Par ailleurs, toutes les séries d'anthologie ou relevant d'un domaine de la littérature en particulier (Western, Space Opera, policier etc.) peuvent se retrouver confrontée à de la redite et de l'auto-plagiat au bout d'un certain nombre d'épisode, normalement une bonne centaine, plus tôt que cela si les scénarios ne sont pas cultivé ni très courageux ou s'ils sont trop pressés par le temps.

Mais plus j'explore tout ce qui a été raconté avant, en particulier un peu avant l'époque de la production de ces films ou de ces épisodes, ou de ces bandes-dessinées ou nouvelles ou romans, je découvre les sources d'inspiration, et souvent de plagiat par transposition : on change les noms, on change les décors, mais les intrigues et les scènes d'action ou les traits les plus intéressants des personnages sont les mêmes.
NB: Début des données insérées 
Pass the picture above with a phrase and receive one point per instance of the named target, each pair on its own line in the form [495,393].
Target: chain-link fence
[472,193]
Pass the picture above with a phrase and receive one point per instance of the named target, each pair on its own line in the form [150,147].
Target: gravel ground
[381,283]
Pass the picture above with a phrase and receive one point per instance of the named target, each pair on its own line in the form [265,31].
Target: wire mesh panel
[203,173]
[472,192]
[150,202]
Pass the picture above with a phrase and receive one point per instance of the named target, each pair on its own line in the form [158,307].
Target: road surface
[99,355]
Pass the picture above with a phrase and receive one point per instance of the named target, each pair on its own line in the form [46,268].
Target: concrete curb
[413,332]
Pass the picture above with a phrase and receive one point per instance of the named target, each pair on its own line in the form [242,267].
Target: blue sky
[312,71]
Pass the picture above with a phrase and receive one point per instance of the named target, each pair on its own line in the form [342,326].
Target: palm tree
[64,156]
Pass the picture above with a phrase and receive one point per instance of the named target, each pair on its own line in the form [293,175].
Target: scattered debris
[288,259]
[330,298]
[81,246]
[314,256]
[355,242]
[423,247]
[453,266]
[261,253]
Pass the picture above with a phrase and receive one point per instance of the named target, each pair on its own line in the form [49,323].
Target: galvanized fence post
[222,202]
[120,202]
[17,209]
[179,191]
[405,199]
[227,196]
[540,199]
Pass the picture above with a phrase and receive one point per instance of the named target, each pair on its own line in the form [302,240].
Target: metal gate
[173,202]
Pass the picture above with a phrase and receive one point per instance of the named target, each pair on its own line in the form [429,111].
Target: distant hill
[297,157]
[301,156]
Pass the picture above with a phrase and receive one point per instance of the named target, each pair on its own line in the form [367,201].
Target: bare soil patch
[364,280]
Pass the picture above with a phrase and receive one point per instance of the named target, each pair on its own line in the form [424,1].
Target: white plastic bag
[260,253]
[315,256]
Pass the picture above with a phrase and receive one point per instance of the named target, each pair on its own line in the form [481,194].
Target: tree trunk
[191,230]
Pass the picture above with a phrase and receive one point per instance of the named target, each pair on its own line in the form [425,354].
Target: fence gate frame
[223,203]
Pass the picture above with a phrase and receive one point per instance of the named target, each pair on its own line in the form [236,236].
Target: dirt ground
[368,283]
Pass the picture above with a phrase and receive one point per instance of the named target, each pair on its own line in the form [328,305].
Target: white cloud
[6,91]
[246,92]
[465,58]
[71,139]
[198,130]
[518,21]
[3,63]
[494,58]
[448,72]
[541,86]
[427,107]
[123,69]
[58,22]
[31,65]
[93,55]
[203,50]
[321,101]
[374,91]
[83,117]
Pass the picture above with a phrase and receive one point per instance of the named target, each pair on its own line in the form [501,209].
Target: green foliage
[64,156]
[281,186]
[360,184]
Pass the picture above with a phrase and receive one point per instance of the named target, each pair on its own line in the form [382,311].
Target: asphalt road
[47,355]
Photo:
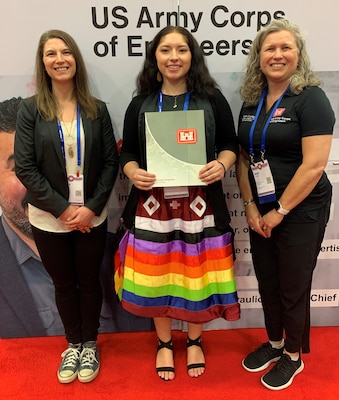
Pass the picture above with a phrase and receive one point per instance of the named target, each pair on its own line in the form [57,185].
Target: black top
[297,116]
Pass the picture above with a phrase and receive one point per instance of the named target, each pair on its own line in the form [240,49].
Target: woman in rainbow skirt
[179,258]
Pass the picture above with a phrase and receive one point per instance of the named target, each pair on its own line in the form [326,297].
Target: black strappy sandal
[167,345]
[194,342]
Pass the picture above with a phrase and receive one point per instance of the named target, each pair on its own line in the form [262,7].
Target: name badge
[264,181]
[76,189]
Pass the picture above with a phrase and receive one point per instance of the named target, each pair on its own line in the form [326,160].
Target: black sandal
[167,345]
[194,342]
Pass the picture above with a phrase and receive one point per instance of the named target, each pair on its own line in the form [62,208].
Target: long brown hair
[199,80]
[46,102]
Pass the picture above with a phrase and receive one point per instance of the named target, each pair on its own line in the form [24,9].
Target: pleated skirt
[177,263]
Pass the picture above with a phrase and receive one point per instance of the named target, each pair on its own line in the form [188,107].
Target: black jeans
[73,261]
[284,266]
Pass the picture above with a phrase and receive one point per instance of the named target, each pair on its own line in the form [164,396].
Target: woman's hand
[78,218]
[211,172]
[143,180]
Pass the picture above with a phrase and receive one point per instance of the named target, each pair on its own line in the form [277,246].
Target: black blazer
[39,162]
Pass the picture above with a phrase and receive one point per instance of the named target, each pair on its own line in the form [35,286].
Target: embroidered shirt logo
[187,136]
[278,112]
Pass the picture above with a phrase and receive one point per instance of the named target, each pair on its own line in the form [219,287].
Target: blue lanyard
[62,140]
[263,136]
[161,100]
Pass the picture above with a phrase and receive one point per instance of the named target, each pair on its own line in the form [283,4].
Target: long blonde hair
[254,80]
[46,102]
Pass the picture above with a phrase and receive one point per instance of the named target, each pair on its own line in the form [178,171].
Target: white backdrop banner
[113,36]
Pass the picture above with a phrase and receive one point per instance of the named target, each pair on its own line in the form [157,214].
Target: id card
[264,181]
[76,189]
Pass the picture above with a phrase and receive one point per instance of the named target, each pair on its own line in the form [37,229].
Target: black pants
[73,261]
[284,266]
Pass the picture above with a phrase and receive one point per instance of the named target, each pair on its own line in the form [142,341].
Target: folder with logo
[175,147]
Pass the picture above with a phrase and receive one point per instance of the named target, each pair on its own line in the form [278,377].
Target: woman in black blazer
[66,156]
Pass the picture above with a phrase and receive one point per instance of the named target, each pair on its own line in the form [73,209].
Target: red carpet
[28,369]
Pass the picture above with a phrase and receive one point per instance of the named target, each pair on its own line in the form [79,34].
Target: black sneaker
[282,374]
[262,357]
[89,362]
[68,370]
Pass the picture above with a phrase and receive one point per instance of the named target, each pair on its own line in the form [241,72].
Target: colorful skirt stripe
[177,263]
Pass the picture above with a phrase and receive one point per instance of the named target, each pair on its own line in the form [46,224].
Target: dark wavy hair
[199,80]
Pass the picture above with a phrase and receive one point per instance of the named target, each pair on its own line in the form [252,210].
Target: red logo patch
[279,112]
[187,136]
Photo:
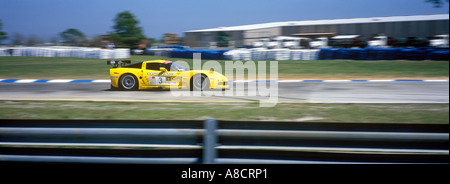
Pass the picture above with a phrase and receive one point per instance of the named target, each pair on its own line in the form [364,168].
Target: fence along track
[211,141]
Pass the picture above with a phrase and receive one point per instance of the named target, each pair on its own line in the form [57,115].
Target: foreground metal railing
[220,142]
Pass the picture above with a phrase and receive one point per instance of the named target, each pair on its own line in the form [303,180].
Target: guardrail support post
[209,141]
Et dans le cas d'Harlan Ellison il prouve à tous les coups son talent, à l'écrit tout seul comme dans différentes productions (Au-delà du réel, Star Trek). Or James Cameron, comme Spielberg, comme Lucas, comme Stan Lee, les plus prompts à s'approprier la gloire des autres, sont les plus inégaux sur la durée, ce qui jette un doute sur à quel point leur talent n'a pas des limites, qu'ils s'efforcent de camoufler en utilisant leur renommée et leur personnel subalterne et autres créatifs de tous les départements de la production, qui ne seront jamais crédités par exemple pour leurs visuels, autrement que par des mentions dans un générique qui en contient des milliers qui défilent très vite.